I finally built elasticsearch on Master1 master2 Master3, and 3 es rebalance succeeded, and the total number of data was still 22394792.

 

    • Previous Elasticsarch and plug-in installation
    • Next Linux Redis installation and configuration start

Data synchronization in distributed cluster environment of Elasticsearch and MongoDB

Related Article

Contact Us

The content source of this page is from Internet, which doesn't represent Alibaba Cloud's opinion; products and services mentioned on that page don't have any relationship with Alibaba Cloud. If the content of the page makes you feel confusing, please write us an email, we will handle the problem within 5 days after receiving your email.
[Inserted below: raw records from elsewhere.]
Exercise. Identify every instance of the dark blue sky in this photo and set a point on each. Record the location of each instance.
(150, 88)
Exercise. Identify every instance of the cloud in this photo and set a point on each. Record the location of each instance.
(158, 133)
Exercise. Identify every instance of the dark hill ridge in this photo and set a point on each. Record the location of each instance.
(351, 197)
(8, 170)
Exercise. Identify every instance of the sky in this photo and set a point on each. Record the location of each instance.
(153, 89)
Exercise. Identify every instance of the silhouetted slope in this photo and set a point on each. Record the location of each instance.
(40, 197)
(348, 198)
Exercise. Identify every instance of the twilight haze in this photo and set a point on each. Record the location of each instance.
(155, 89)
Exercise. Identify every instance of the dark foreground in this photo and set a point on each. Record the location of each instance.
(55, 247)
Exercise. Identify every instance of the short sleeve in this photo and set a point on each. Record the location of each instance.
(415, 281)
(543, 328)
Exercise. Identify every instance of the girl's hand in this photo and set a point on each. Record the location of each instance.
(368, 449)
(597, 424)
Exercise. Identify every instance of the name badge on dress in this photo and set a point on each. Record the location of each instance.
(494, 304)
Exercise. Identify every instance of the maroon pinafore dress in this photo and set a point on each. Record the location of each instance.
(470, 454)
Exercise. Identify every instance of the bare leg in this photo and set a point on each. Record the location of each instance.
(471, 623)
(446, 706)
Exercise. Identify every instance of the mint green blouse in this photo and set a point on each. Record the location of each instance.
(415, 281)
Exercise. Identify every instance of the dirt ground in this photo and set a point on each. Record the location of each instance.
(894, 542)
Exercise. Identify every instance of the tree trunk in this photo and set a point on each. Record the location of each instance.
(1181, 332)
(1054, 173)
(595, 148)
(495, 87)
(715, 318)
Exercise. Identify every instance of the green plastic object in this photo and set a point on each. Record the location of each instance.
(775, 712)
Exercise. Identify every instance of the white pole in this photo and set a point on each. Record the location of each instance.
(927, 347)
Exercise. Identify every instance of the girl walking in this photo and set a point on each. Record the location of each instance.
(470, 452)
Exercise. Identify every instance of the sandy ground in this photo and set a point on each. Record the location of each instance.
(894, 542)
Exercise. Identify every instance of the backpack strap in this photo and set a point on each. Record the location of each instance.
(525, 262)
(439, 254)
If you find any instances of plagiarism from the community, please send an email to: info-contact@alibabacloud.com and provide relevant evidence. A staff member will contact you within 5 working days.

A Free Trial That Lets You Build Big!

Start building with 50+ products and up to 12 months usage for Elastic Compute Service

  • Sales Support

    1 on 1 presale consultation

  • After-Sales Support

    24/7 Technical Support 6 Free Tickets per Quarter Faster Response

  • Alibaba Cloud offers highly flexible support services tailored to meet your exact needs.